The Term Loan Agreement also contains certain events of default, limited to nonpayment of principal when due; nonpayment of interest, fees or other amounts after a three business day grace period; material inaccuracy of representations and warranties; violation of covenants (subject, in the case of certain affirmative covenants, to certain grace periods); cross-payment default and cross-acceleration; bankruptcy events; material judgments; change of control; certain ERISA events; and to the extent there are any guarantees of the term facility then in effect, actual or asserted invalidity of such guarantees under the Term Loan Agreement.
The description of the Term Loan Agreement contained in this item 1.01 does not purport to be complete and is qualified in its entirety by reference to the full text of the Term Loan Agreement, a copy of which is filed hereto as Exhibit 10.1 to this Current Report on Form 8-K, and the terms of which are incorporated herein by reference.
The representations, warranties and covenants contained in the Term Loan Agreement were made only for purposes of such agreement and as of the dates specified therein, were solely for the benefit of the parties thereto and may be subject to standards of materiality applicable to the contracting parties that differ from those applicable to investors.

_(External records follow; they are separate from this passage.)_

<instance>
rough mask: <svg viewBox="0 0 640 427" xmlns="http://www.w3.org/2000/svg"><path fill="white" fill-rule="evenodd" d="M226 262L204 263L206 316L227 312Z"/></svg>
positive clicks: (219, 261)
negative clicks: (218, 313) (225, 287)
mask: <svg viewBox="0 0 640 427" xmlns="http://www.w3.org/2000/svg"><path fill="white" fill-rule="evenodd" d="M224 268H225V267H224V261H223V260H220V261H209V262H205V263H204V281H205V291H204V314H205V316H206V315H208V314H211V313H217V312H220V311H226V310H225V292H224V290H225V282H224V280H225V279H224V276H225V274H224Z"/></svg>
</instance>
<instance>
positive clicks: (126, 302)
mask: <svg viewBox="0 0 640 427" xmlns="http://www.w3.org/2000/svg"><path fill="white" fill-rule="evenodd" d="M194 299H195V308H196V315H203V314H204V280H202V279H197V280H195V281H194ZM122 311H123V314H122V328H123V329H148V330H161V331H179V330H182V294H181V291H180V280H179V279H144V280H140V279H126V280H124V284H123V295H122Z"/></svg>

Investors should not rely on the representations, warranties and covenants or any descriptions thereof as characterizations of the actual state of facts or condition of Bristol-Myers Squibb and its subsidiaries. Moreover, information concerning the subject matter of any representations, warranties and covenants may change after the dates of the Term Loan Agreement, which subsequent information may or may not be fully reflected in public disclosures by Bristol-Myers Squibb.
Certain of the financial institutions party to the Term Loan Agreement, either directly or through affiliates, have performed, and may in the future perform, various commercial banking, investment banking and other financial advisory services in the ordinary course of business for Bristol-Myers Squibb and in connection with the Merger for which they have received, and will receive, customary fees and commissions.